Create quiz for unit 6

2026-06-15 06:27:24 +08:00 · 2023-12-03 18:58:37 +00:00
parent 93c5115ed6
commit a31043822e
1 changed files with 119 additions and 0 deletions
--- a/units/en/unit6/quiz.mdx
+++ b/units/en/unit6/quiz.mdx
@@ -0,0 +1,119 @@
+# Quiz
+
+The best way to learn and [to avoid the illusion of competence](https://www.coursera.org/lecture/learning-how-to-learn/illusions-of-competence-BuFzf) **is to test yourself.** This will help you to find **where you need to reinforce your knowledge**.
+
+
+### Q1: What of the following interpretations of bias-variance tradeoff is the most accurate in the field of Reinforcement Learning?
+
+<Question
+	choices={[
+		{
+			text: "The bias-variance tradeoff reflects how my model is able to generalize the knowledge to previously given tagged data we give to the model during training time.",
+			explain: "This is the traditional bias-variance tradeoff, but we don't have previously tagged data in Reinforcement Learning, but only a reward signal.",
+      correct: false,
+		},
+    {
+			text: "The bias-variance tradeoff reflects how well the reinforcement signal R (reward) reflects the true reward the agent should agent from the enviromment",
+			explain: "",
+      correct: true,
+		},		
+	]}
+/>
+
+### Q2: Which of the following statements are correct?
+<Question
+	choices={[
+		{
+			text: "A biased reward signal returns rewards similar to the real / expected ones from the environment",
+			explain: "",
+      correct: true,
+		},
+    {
+			text: "An unbiased reward signal returns rewards similar to the real / expected ones from the environment",
+			explain: "If a reward signal is unbiased, it means the reward signal we get is similar to the real reward we should be getting from an environment",
+      correct: false,
+		},
+     ,
+    {
+			text: "A reward signal with high variance has much noise in it and gets affected by, for example, stochastic (non constant) elements in the environment"
+			explain: "",
+      correct: true,
+		},		
+    {
+			text: "A reward signal with low variance has much noise in it and gets affected by, for example, stochastic (non constant) elements in the environment"

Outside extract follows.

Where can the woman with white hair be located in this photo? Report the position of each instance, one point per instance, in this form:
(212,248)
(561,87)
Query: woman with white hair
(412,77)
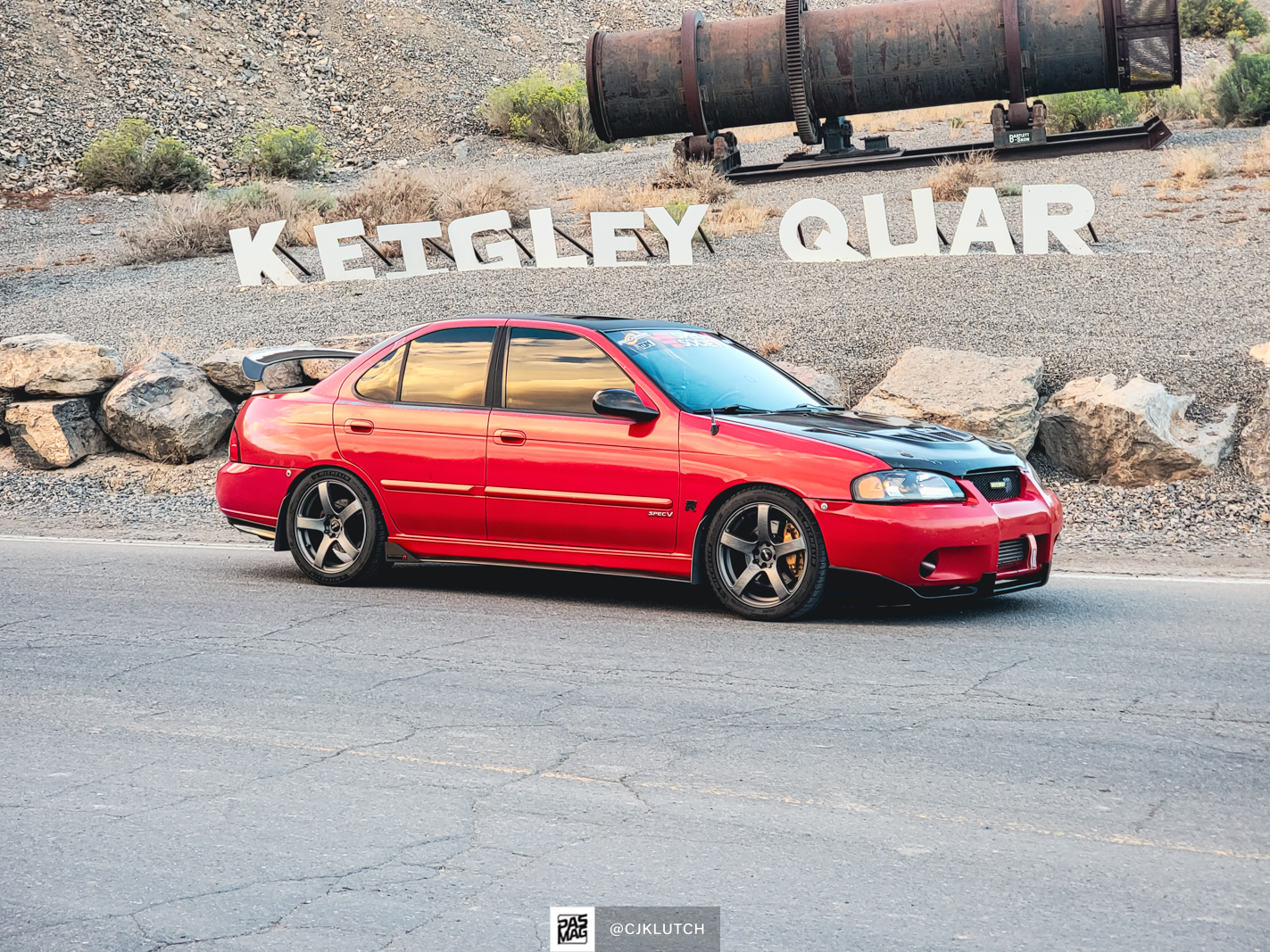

+			explain: "If a reward signal has low variance, then it's less affected by the noise of the environment, as elements appearing randomly in the trajectory",
+      correct: true,
+		},
+	]}
+/>
+
+
+### Q3: Which of the following statements are true about Monte-carlo method?
+<Question
+	choices={[
+		{
+			text: "It's a sampling mechanism, which means we don't consider analyze all the possible states, but a sample of those",
+			explain: "",
+      correct: true,
+		},
+    {
+			text: "It's very resistant to stochasticity (random elements in the trajectory)",
+			explain: "Monte-carlo randomly estimates everytime a sample of trajectories. However, even same trajectories can have different reward values if they contain stochastic elements",
+      correct: false,
+		},
+     ,
+    {
+			text: "To reduce the impact of stochastic elements in Monte-Carlo, we can take n strategies and average them, reducing their impact impact in case of noise"
+			explain: "",
+      correct: true,
+		},		    
+	]}
+/>
+
+### Q4: What is the Advanced Actor-Critic Method (A2C)?
+<details>
+<summary>Solution</summary>
+
+The idea behind Actor-Critic is the following - we learn two function approximations:
+1. A policy that controls how our agent acts (π)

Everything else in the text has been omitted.